I bet information about his software is around elsewhere, and now ChatGPT will make up even more. I don't know how this is fixed. Structured queryable data, I guess.
You are correct, but if I demonstrate that I have done what I could to deny OpenAI access, and they still have it in their model, then I probably have more legal recourse against them.
But what legal recourse? chatGPT could be considered a search engine, and technically scraping public facing sites without a login is perfectly allowed and legal. The best you'd be able to do is a dmca request, I'm not sure how they'd comply with that though. I've seen dmca requests in Google, when someone's work is being offered free without their permission. I'm guessing this would be the same sort of situation.
I wonder if they can selectively block or remove specific content from the LLM. Personally I think it's a fools folly to even try.
AI chat is the new interface to search, I use ai powered search engines for 90 percent of searches. sometimes I still go to the source website so there's still a chance of search engines bringing revenue.
Personally I think there should be a way for them to reward sites in a medium like program where views or uses as a resource are points for a share of the revenue for the month or something.

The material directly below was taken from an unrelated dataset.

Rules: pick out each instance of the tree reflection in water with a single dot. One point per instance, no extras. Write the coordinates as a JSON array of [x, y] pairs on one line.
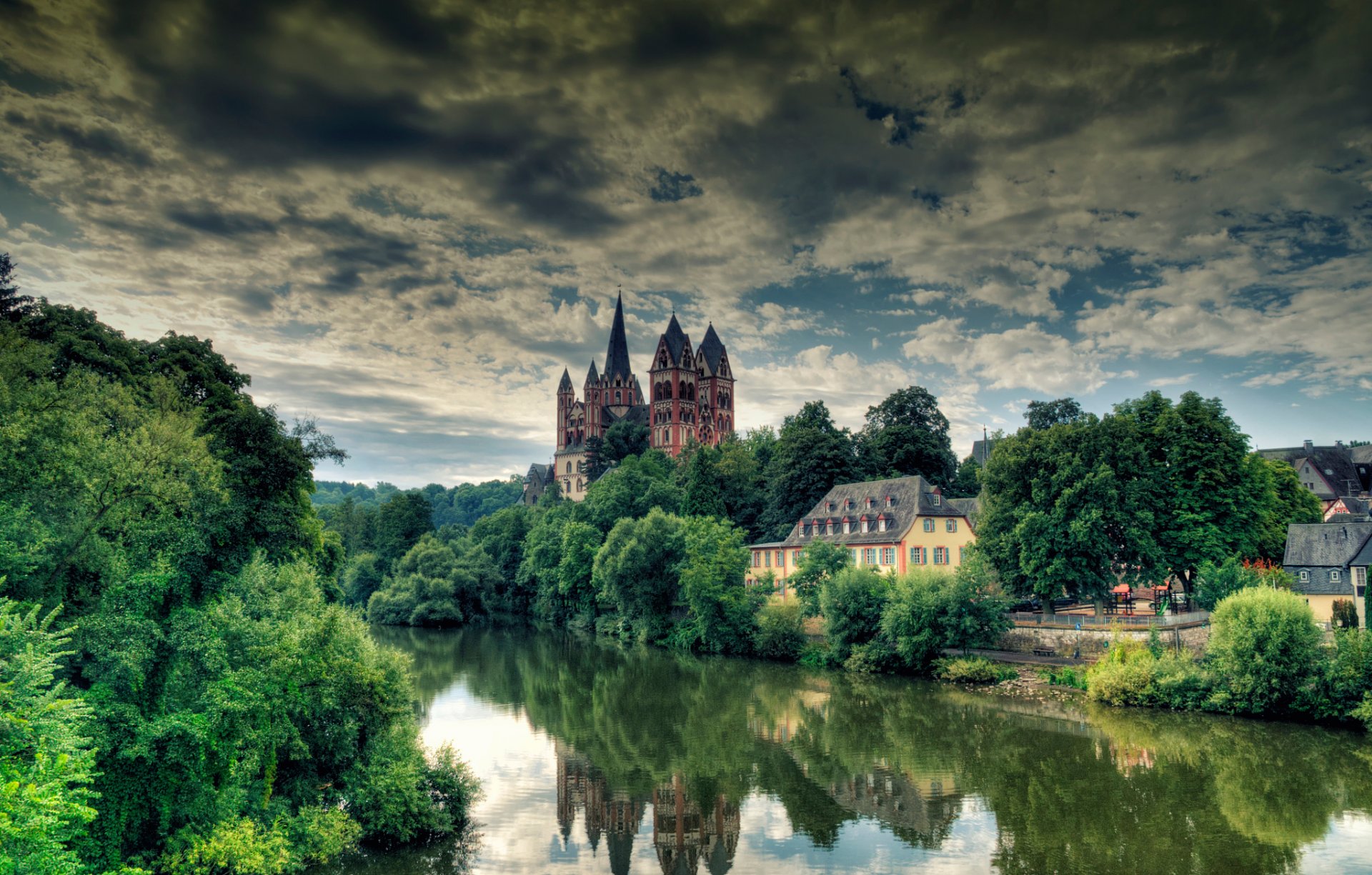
[[684, 742]]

I don’t think you have any legal recourse, even if training isn’t considered fair use (which it seems to be) I don’t think you can copyright having knowledge of how to use a library or piece of software (maybe the specific way you write the documentation is but it will infer it from other sources instead)
You are correct, but if I demonstrate that I have done what I could to deny OpenAI access, and they still have it in their model, then I probably have more legal recourse against them.